OLM API Reference

`olm.nn.feedforward.moe_base`

Source: src/olm/nn/feedforward/moe_base.py:1

Classes

MoEFeedForwardBase(embed_dim: int, expert_cls: Type[torch.nn.modules.module.Module], num_experts: int = 8, num_shared_experts: int = 0, top_k: int = 2, expert_kwargs: dict = None, **kwargs)

Bases: olm.nn.feedforward.base.FeedForwardBase

Source: src/olm/nn/feedforward/moe_base.py:47

Base class for Mixture of Experts FeedForward networks.

Supports:

  • Top-K routing
  • Shared experts (always active)
  • Dynamic expert instantiation

Methods

forward(self, x: torch.Tensor) -> torch.Tensor

Source: src/olm/nn/feedforward/moe_base.py:100

Forward pass with MoE routing.

Parameters

  • x (torch.Tensor): Hidden states shaped [batch, seq_len, embed_dim].

Returns

  • torch.Tensor: Hidden states shaped [batch, seq_len, embed_dim].
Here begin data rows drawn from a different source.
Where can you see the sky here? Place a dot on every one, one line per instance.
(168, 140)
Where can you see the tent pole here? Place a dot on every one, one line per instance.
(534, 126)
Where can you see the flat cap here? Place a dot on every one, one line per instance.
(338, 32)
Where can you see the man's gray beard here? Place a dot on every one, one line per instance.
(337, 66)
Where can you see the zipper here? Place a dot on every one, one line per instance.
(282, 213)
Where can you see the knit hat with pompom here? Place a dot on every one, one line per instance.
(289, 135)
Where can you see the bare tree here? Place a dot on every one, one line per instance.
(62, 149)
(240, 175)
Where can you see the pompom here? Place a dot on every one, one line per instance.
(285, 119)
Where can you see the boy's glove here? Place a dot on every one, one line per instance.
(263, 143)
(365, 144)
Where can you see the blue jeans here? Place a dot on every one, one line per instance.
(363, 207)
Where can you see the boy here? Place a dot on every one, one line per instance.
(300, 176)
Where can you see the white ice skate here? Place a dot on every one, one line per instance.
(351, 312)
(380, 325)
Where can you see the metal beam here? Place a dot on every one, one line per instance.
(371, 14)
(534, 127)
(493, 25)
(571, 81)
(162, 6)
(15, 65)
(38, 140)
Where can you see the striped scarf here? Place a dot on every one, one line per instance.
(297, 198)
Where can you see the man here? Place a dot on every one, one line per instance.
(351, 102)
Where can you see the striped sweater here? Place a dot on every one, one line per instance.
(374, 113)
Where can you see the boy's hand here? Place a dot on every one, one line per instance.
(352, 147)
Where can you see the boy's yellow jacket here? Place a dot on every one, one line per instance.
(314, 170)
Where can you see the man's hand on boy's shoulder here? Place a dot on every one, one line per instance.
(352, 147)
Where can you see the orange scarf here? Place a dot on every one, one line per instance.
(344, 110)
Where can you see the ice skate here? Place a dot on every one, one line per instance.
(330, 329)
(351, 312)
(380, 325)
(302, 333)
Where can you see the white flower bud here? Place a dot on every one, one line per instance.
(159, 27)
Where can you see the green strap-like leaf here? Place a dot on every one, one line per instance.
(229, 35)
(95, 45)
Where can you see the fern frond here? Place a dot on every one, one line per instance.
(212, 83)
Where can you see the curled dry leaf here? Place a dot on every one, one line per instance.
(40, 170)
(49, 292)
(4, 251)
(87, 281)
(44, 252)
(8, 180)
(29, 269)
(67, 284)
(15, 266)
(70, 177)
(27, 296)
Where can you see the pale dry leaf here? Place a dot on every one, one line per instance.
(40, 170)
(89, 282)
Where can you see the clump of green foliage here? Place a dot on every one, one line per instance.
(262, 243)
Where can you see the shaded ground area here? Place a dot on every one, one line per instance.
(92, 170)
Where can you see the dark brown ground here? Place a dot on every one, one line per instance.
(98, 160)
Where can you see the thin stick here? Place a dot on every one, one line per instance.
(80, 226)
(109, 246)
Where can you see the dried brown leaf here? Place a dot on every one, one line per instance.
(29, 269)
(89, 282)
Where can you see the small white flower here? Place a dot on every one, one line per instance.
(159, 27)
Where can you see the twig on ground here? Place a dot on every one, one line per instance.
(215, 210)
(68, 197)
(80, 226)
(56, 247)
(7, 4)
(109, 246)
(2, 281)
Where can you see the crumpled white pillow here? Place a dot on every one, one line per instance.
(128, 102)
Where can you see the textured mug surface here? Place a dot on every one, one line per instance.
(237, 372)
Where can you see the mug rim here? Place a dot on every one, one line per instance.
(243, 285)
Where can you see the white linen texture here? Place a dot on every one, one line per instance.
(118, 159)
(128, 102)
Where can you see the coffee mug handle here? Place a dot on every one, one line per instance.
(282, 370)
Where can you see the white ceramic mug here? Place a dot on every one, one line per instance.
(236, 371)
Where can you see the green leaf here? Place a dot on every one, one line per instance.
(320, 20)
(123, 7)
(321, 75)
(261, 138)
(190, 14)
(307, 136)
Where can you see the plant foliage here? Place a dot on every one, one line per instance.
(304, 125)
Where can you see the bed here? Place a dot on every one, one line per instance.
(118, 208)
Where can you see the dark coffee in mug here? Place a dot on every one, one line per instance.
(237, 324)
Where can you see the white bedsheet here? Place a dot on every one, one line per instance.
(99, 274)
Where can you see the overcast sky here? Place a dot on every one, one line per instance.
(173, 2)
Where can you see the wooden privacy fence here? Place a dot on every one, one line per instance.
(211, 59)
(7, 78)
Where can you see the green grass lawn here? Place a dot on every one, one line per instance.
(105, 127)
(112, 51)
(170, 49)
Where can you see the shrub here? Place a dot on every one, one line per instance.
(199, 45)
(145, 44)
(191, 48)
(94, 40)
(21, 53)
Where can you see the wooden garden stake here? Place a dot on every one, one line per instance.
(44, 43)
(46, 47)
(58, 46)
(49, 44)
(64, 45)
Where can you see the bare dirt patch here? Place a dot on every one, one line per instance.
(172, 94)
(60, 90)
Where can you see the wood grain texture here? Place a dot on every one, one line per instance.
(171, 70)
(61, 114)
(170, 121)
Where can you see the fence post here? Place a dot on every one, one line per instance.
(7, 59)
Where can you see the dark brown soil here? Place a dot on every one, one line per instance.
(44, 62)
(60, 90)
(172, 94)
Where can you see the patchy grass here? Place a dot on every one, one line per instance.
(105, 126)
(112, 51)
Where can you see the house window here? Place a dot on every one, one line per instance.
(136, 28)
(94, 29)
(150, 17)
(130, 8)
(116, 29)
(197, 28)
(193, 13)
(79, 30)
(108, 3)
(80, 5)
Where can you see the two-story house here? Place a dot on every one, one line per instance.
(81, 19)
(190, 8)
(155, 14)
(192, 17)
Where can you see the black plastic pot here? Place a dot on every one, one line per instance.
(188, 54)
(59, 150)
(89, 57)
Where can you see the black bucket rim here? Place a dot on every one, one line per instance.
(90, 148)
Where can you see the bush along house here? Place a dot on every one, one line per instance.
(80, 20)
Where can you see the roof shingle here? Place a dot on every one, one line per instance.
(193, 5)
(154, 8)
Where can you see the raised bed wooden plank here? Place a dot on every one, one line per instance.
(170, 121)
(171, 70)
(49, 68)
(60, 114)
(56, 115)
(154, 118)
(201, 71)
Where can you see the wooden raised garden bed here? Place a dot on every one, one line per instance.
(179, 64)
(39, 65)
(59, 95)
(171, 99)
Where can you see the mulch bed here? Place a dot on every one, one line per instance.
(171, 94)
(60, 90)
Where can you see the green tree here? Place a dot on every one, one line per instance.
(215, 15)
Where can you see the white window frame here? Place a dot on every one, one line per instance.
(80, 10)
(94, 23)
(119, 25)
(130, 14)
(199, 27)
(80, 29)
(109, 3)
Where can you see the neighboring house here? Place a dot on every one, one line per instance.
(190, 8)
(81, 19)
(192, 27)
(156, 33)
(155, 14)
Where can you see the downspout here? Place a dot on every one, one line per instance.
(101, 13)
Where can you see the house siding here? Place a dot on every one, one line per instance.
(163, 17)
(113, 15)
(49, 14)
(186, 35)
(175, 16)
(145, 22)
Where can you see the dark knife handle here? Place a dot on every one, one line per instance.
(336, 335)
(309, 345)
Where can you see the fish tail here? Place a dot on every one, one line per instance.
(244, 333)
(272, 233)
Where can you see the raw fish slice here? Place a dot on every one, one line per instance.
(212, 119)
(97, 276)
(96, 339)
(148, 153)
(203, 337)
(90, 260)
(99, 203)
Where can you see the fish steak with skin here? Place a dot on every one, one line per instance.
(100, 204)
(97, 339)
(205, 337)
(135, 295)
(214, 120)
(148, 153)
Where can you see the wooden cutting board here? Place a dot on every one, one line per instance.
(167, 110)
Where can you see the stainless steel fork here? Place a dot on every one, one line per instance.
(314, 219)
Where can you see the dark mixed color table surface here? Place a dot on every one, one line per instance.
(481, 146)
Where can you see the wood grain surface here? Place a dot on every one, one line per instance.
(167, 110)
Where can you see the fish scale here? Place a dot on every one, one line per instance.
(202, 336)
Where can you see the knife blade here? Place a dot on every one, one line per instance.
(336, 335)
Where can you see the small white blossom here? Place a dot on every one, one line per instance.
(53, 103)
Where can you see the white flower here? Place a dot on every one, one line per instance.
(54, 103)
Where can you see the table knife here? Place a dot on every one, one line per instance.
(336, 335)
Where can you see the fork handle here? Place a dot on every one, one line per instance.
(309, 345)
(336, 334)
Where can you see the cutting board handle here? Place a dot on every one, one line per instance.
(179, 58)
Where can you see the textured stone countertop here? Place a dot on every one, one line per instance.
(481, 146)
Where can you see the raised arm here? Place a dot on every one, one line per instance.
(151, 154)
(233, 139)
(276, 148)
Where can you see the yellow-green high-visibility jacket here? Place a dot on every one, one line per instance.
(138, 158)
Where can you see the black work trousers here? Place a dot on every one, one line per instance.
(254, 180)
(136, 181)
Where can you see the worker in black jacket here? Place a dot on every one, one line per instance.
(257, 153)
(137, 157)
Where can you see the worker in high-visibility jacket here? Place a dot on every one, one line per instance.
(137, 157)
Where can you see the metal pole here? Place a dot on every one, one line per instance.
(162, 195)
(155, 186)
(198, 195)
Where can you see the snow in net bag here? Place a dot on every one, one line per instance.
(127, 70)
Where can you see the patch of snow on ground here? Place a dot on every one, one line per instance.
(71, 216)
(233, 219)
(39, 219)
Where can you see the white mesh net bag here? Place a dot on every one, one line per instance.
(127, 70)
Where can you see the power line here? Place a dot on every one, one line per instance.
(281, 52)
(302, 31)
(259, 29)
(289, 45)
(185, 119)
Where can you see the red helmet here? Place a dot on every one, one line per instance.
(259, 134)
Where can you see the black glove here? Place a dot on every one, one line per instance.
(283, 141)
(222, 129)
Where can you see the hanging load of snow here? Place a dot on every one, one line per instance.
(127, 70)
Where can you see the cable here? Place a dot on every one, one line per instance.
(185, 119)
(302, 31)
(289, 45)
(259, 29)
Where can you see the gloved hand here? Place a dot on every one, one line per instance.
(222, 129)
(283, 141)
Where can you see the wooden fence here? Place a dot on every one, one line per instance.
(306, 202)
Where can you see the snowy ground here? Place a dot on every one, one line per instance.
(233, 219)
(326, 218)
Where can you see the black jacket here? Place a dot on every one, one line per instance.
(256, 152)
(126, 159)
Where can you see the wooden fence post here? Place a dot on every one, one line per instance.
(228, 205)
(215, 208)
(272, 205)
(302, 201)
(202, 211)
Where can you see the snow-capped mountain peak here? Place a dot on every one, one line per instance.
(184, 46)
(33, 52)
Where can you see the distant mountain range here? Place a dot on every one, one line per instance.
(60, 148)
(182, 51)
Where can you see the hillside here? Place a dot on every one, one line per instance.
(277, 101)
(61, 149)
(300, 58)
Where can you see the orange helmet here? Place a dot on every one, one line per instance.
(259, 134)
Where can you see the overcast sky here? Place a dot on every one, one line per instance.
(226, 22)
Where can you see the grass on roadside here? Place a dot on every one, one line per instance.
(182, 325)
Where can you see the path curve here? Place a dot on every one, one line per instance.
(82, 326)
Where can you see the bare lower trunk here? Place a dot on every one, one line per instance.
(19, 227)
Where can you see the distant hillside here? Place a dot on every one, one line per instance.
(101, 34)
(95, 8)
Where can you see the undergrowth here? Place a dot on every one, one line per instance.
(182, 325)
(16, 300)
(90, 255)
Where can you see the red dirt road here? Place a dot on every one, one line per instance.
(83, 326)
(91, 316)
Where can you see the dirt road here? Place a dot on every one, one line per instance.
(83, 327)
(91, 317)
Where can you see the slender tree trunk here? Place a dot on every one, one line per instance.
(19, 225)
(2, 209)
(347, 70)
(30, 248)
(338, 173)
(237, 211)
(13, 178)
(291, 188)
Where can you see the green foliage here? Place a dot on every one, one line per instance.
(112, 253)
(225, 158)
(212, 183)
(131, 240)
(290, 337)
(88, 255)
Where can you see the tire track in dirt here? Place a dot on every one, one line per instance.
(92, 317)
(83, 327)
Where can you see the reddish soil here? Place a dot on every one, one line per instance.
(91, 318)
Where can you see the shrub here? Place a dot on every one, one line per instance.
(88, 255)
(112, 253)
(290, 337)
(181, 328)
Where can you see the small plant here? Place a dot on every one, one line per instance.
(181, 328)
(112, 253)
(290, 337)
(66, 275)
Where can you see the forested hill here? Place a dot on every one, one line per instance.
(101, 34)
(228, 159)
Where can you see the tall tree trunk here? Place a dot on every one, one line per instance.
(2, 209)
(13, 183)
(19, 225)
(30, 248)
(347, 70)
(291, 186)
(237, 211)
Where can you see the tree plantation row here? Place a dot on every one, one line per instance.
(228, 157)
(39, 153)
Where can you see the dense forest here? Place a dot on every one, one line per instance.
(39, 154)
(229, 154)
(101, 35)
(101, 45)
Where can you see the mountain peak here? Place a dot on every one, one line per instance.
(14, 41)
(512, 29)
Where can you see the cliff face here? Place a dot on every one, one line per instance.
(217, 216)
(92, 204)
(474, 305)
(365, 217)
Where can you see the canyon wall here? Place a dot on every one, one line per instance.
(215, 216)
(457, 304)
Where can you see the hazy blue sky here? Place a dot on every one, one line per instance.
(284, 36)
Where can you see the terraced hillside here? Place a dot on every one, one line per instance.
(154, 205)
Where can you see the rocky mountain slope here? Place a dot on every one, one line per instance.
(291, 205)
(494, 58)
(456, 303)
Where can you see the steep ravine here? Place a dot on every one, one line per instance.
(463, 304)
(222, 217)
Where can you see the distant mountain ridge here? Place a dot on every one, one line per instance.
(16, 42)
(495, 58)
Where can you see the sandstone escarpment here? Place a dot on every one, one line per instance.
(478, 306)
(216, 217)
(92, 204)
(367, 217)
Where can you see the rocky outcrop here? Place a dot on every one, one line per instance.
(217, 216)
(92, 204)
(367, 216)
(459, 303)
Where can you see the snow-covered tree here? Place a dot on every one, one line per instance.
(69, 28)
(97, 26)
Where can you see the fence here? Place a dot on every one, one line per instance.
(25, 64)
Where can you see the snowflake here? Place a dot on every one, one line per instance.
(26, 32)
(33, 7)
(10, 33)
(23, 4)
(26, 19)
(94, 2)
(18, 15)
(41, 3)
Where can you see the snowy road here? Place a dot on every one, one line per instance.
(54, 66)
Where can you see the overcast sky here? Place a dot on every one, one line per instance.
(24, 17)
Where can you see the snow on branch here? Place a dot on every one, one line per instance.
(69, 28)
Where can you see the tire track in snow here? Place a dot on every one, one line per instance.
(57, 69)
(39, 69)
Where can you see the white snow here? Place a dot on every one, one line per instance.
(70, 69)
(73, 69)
MoERouter(embed_dim: int, num_experts: int, top_k: int = 2)

Bases: Module

Source: src/olm/nn/feedforward/moe_base.py:10

Router for Mixture of Experts.

Routes input tokens to the top-k experts based on learned gate logits.

Methods

forward(self, x: torch.Tensor) -> tuple[torch.Tensor, torch.Tensor]

Source: src/olm/nn/feedforward/moe_base.py:22

Route each token to its top-k experts.

Parameters

  • x (torch.Tensor): Hidden states shaped [batch, seq_len, embed_dim].

Returns

tuple[torch.Tensor, torch.Tensor]: Expert indices and normalized routing weights, both shaped [batch, seq_len, top_k].